The 089 is a 3 360° laser level and the 0825 is a 5 point + crossline level. I’m debating on purchasing one of them. Which one would be more versatile? 

I do mostly Reno’s such as flooring, stairs, and any type finish carpentry work.

Thanks


----------



## Echo415 (Apr 3, 2018)

Why would you be purchasing one of them? You either have a need or want for a laser level so why does it make sense to you to have one in your toolkit? What would be their primary purpose?
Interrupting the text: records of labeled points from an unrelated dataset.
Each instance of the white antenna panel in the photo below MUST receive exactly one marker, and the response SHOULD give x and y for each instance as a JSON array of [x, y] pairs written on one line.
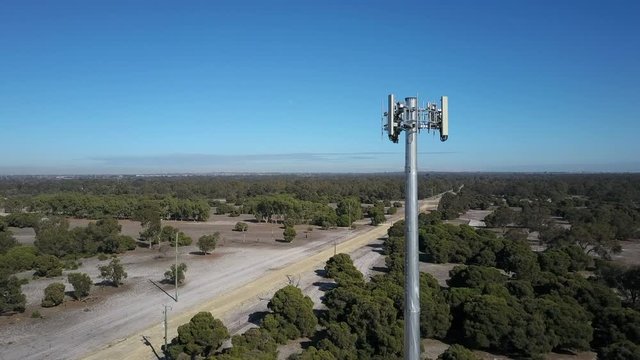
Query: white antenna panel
[[444, 126]]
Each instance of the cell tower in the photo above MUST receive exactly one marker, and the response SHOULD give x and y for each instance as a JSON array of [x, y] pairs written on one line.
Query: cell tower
[[410, 118]]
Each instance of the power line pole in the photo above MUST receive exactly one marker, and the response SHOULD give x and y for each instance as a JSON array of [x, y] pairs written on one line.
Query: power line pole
[[166, 349], [408, 117], [177, 265]]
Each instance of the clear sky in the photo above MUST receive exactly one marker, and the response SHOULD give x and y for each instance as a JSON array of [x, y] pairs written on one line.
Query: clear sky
[[279, 86]]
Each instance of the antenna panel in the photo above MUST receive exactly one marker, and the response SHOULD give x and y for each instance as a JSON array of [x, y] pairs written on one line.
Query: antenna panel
[[444, 123], [392, 124]]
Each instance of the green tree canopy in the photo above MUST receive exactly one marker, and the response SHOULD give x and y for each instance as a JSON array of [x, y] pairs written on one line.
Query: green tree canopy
[[202, 336], [81, 283], [113, 272], [206, 243], [53, 295]]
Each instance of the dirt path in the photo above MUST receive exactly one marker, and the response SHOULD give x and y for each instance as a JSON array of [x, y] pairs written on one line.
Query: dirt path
[[240, 299]]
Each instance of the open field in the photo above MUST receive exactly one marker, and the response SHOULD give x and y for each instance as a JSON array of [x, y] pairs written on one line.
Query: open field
[[111, 322]]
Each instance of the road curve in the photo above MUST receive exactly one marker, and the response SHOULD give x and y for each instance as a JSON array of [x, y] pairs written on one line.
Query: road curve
[[133, 346]]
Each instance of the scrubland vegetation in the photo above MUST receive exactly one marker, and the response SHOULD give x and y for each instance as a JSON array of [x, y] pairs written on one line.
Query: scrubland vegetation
[[502, 297]]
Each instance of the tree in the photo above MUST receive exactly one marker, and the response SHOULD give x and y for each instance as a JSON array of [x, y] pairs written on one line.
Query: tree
[[113, 272], [517, 257], [207, 243], [170, 275], [598, 238], [54, 238], [292, 314], [473, 276], [289, 234], [311, 353], [630, 285], [376, 213], [348, 210], [555, 261], [11, 297], [7, 241], [168, 234], [241, 226], [20, 258], [340, 341], [615, 325], [81, 283], [202, 336], [53, 295], [183, 240], [254, 339], [458, 352], [623, 350], [435, 317], [500, 217], [48, 266], [340, 268], [568, 325], [149, 215]]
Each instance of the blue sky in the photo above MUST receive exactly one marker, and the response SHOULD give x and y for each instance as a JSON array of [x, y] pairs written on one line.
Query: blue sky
[[290, 86]]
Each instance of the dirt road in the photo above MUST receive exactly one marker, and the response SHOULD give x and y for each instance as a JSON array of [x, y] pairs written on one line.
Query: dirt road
[[132, 347]]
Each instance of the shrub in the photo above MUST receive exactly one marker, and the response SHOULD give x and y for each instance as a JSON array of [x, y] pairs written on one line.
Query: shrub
[[200, 337], [241, 226], [113, 272], [81, 283], [170, 275], [53, 295], [206, 243], [289, 234], [48, 266], [11, 296]]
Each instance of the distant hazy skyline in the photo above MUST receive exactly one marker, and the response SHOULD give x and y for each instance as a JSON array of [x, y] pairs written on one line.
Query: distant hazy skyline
[[134, 87]]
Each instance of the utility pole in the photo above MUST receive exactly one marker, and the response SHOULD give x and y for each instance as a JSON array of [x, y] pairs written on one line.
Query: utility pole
[[408, 117], [164, 312], [177, 266]]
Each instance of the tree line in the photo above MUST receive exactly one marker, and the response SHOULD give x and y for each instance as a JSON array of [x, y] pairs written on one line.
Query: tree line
[[503, 298]]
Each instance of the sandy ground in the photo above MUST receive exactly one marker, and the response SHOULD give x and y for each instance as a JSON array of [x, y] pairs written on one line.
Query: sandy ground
[[233, 283], [475, 217]]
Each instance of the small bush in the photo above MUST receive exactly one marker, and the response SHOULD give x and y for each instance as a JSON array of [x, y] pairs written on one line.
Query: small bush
[[81, 283], [48, 266], [53, 295]]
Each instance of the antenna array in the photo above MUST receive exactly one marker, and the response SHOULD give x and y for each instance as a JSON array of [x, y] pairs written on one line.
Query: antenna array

I have a 360 degree robolaser and a johnson 5 point level on my truck...I use the robolaser far far far more often than the johnson but it's mostly doing outdoor work like installing siding or checking the height of footings. The johnson only gets pulled out when I need to lay out things on the ceiling like lighting or top plates on studs for remodel work. Usually I don't need it but it has been very handy on a few occasions.


----------



## Jim Frye (Aug 24, 2016)

I have a single line laser level that can do horizontal or vertical and I have a cross line laser level that can do all three axis settings (horizontal, vertical, or both) and I usually use the latter instrument. I only do interior use, but find the cross machine more useful. I guess your choice would depend on what your use will be. Experience tells me to find the brightest instrument you can.


----------



## NLwood (Apr 10, 2018)

I’m more into finish work, such as trim, wainscotting, mantels, etc. But sometimes called on to do other Reno jobs, it appears to be a tool to help speed up and help with accurate measurements. I’ve noticed people use the dot for getting a plumb door frame, yet the 3 line 360° seems useful for creating the 90° on the floor for tiles or framing. I guess, not having used one, it’s hard to see what full benefit each one offers. I’m leaning towards the dot/crossline.


----------



## Justin Huisenga (Apr 2, 2011)

Get the DW089. The 360 layout plumb and level is invaluable. The two plane plumb line is fantastic for squaring cab runs coming out of a corner or straightening runs of boxes. Also very useful for cross plumbing doors or appliance panels. pics show both applications.


----------



## Joe1965 (Apr 12, 2018)

what is the BEST BRAND of tool you guys use for tree trimming. Love to hear back thanks.Joe


----------